Taleo has improved over the years, but it still misses:

  • Advanced formatting (tables, text boxes, headers inside sections)
  • PDFs with images or embedded graphics
  • Complex bullet hierarchies
  • Hidden text (white text on white background to trick ATS)

Strategy: Use a clean PDF or Word format. Stick to basic formatting. Use simple bullet hierarchies. Avoid any tricks—Taleo specifically screens for keyword stuffing.
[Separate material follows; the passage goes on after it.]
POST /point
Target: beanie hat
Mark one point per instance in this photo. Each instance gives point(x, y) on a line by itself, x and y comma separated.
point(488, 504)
The Middle Tier (Moderate Difficulty)

4. iCIMS

Used by: Starbucks, Best Buy, CVS, Target, United Airlines

iCIMS is moderate. It parses most standard resumes fine, but struggles with:

  • Multiple columns (often fails)
  • Unusual date formats
  • Text without clear section breaks

Strategy: Single column, standard dates, clear section headers. It's forgiving of formatting beyond that.

5. BrilliantHire

Used by: Tech companies (mid-size), startups using enterprise ATS

BrilliantHire is relatively new and flexible. It handles most resume formats, but prefers:

  • Consistent formatting
  • Clear job titles and dates
  • Standard fonts

Strategy: Standard resume format. Not as strict as Workday or SAP.
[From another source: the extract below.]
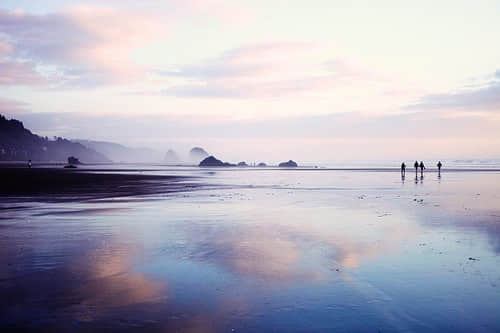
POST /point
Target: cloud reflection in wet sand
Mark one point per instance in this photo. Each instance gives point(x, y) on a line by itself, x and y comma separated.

The Easiest ATS Systems (Most Forgiving)

6. Greenhouse (Most Forgiving)

Used by: GitHub, Stripe, Figma, Slack, Guidepoint

Greenhouse is notoriously forgiving. It parses almost any resume format. Why? Because Greenhouse is built for modern tech companies that often use human reviewers anyway. But don't get complacent:

  • It still filters for keywords if configured to do so
  • It still passes your resume to recruiters who scan it
  • Your resume still needs to be good—just not as strict on formatting

Strategy: Focus on content and keywords, not formatting. Greenhouse prioritizes recruiter review over algorithmic parsing.

7. Lever

Used by: Stripe, Calendly, Notion, Chia, Airbnb

Lever is also forgiving. It's built for startups and modern tech companies. Parsing is flexible:

  • You can use most resume formats
  • Creative formatting is often okay
  • It prioritizes human review

Strategy: You have more freedom here. But remember: recruiters still scan for the same things (relevant skills, experience, impact).
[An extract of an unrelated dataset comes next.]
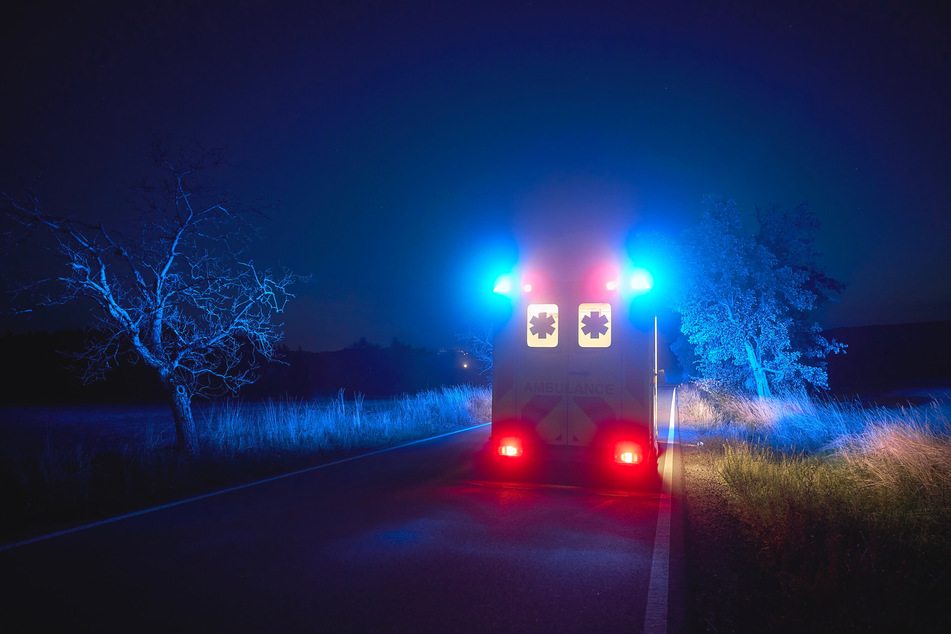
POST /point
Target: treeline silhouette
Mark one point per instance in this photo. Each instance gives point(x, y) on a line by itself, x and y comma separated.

How to Know Which ATS a Company Uses

Before you apply, try to figure out which ATS the company uses:

  • Check the job posting URL. The domain often tells you. "workday.com" = Workday. "taleo.net" = Taleo. "greenhouse.io" = Greenhouse.
  • Look at the application form. Each ATS looks different. After a few applications, you recognize them.
  • Google it. Search "[Company Name] + ATS system" or "[Company Name] + careers platform."
  • Use Hirelyze. We tell you which ATS a company uses and how to optimize for it.

One Universal Strategy

If you can't figure out which ATS a company uses, follow this universal strategy:

  • Single column layout (never multiple columns)
  • Standard fonts (Arial, Calibri, Times New Roman)
  • Clear section headers
  • Consistent date formatting (MM/DD/YYYY)
  • Simple bullet points, no complex hierarchies
  • No tables, images, or graphics
  • Keywords naturally incorporated
  • Save as PDF or .docx (check job posting for preferences)

This strategy works for all of them. You won't optimize perfectly for every ATS, but you'll pass most.